Sure - there are still plenty of gaps where SPFx can't cover - many of us are looking to a solution that allows us to do a site-level script injection or something that will let us do a Single Page Application override.  But I'm very bullish on the SPFx.  I think 2017 will rock.



Frameworks: Angular or React

React continues to better suit component development, and Angular might catch up, but we'll see.  In SPG, we are divided into both camps, and for people that aren't familiar with Angular, I am not opposed to them learning React.

I am however, dead serious that no one should try to learn both Angular and React at the same time.  One need to pick one, master it, then the concepts of the other framework will map in the mind and come naturally.  Learning both at the same time without mastering either of them will screw one's learning path.  Don't risk this.

Have an ASPNET MVC background?  Angular will make more sense.  Want a more code / component based approach?  Then React will make more sense.  Pick one and run with it.

I have picked up Angular now and am quite happy with it.  Feel free to reach out with Angular+SharePoint questions.  I can't help with React questions.


SP Helper: PnP-JS-Core

I have high hopes that PnP-JS-Core will continue to gain popularity and wrap around the SharePoint REST Services well.  I can totally see a few blog posts in the future using NodeJS, PnP-JS-Core inside an Azure Function to manage SharePoint Online.

As a bonus, it works really well with On-Premises too.  Congrats on hitting 2.0.0 Patrick!


Build tool: Webpack

Pick up webpack - do it now.  gulp and grunt are no longer the right tools that manage the build process.  Use them to automate the tasks around the build.

The rise of command-line-interface CLI tools will be the theme of 2017.  We have angular-cli, create-react-app, SharePoint Framework has its own yeoman template.

CLI is just a command line's way of "new file wizard"


Dashboards: Power BI

We did a bit of work with embedding Power BI dashboards into SharePoint, and with the rapid pace of releases of upcoming Power BI SPFx, Push data with Flow to PowerBI and PowerBI Streaming Datasets - it will become increasing no brainer to use Power BI to build your reporting dashboard and embed them into your sites.  With a local gateway, Power BI works for on-premises data too.


Forms: ???

I would like to say Power Apps is the thing.  But it's not, not yet.  The reason I say this is that business wants Forms.  They want forms to replace paper processes.  They want forms to replace older, aging digital forms (InfoPath).

Power Apps isn't trying to be a Form.  It is trying to be a Mobile App-Builder.  It might get there one day.  But I'm not sure if that's the course they have set.

I was thinking Angular-Forms for heavy customizations and Power Apps for simple ones.

I'm open to suggestions. 


Automation: Flow / Logic Apps + Azure Functions

Several products hit the scene - Flow, Logic Apps are fairly basic.  But once you pair them up with an Atomic Hammer (Azure Functions), then everything will look like a nail and everything's easy.

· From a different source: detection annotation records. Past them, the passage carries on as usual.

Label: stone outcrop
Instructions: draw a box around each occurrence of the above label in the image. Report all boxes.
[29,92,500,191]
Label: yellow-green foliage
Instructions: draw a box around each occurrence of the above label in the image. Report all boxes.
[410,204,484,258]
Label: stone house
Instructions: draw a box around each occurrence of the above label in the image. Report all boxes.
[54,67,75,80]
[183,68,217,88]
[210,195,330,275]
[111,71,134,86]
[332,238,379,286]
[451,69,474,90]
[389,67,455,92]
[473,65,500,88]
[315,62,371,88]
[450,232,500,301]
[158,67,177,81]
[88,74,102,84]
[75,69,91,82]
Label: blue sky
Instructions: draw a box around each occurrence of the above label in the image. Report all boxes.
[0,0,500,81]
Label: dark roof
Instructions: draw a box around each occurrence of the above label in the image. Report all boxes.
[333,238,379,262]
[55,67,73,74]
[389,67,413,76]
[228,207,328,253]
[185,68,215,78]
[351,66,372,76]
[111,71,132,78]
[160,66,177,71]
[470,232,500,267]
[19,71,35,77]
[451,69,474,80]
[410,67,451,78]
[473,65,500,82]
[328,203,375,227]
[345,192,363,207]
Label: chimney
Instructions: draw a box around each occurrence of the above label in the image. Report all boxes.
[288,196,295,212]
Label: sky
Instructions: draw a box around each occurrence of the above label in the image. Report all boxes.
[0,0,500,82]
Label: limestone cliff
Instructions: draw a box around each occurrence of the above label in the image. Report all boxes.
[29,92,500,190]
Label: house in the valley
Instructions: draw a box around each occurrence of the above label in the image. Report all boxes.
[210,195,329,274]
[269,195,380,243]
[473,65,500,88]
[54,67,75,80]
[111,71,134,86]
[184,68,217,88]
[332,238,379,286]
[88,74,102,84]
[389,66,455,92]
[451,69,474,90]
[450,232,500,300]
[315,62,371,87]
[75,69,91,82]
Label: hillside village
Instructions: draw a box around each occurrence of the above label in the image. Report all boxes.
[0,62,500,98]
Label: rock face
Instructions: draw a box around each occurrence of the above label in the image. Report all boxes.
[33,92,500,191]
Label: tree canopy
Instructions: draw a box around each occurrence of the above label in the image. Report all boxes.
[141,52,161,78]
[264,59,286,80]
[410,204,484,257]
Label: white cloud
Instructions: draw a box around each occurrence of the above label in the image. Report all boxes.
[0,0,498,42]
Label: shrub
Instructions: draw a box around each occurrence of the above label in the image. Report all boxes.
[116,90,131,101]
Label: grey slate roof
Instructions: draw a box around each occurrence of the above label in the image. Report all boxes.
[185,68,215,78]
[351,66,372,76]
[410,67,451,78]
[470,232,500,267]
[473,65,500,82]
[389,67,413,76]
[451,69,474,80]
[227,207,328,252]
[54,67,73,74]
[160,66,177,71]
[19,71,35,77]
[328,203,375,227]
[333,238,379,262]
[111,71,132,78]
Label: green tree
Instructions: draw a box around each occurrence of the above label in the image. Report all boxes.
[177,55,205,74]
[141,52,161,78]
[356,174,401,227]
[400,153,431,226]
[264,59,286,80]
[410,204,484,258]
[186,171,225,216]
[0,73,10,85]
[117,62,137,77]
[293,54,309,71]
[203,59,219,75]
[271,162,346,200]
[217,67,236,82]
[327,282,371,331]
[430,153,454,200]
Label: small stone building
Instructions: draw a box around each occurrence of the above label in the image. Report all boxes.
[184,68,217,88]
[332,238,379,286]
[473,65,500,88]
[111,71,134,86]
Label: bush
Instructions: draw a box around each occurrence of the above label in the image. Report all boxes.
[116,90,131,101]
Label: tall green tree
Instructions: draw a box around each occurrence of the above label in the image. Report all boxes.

The way I see it, Flow is better for single events and Logic Apps is better for sets of data.

And don't get me started on the dirt cheap price point too. 


Server Code as a Service: Azure Functions

You've probably seen from my recent posts where I rant on and on about Azure Functions.  I truly see it as the ultimate power to do anything that we need a server to do.

  • Any Elevate Permissions task - in Workflow, Flow, Logic Apps or JavaScript Front-End Application
  • Any long running task
  • Any scheduled task
  • Any event response task - especially combined with the newly released SharePoint Webhooks
  • Any task that requires you to build a set of microservices for your power user to build complex Flows or Power Apps
  • Choose any language you like: C#, NodeJS or PowerShell, in fact, mix them in your microservices - nobody cares how it runs, and it's great.


Auth Helper: ADAL, MSAL

We can't escape this.  As soon as we begin to connect to various APIs we'll need authentication bearer tokens.

We seem to have better and better helper libraries as time goes on.  But regardless, in 2017 - we will need to be able to auth to the Microsoft Graph in any language that we use.

Julie Turner has an excellent series:



And these are my picks for 2017.  Do let me know what you think - I'm really interested in points where you disagree with my choices, because I want to learn.